One thing I’ve really noticed, and that I’m making a determined effort to change, is that I’m definitely an ‘all or nothing’ person. I feel like I’m either powering through at 100% or I’m totally destroying my efforts. This leads to a real see-saw in my head where I feel positive and happy and confident while I’m eating well, working out consistently and achieving results but I feel depressed, I beat myself up and I really lack confidence when I ‘mess up’. Bearing in mind that my ‘all or nothing’ approach means I mess up big time. And also bearing in mind that my ‘all or nothing’ approach means I need to see big things before I consider I’m seeing ‘results’…. But this is changing.

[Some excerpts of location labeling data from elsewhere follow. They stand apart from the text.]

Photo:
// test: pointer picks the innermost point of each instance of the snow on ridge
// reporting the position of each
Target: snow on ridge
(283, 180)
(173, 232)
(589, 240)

I’ve come to the conclusion that I really need to find the middle ground. Yes, that’s a very obvious conclusion, but it’s one that I haven’t been able to fully master. In fact I hadn’t even recognised the need for it until this 12 week challenge! Recognising that has been a massive turning point for me, and while I’m still working on it it’s something I’m really excited about because I can picture myself  truly being in control of my thoughts and actions, and therefore really achieving my goals.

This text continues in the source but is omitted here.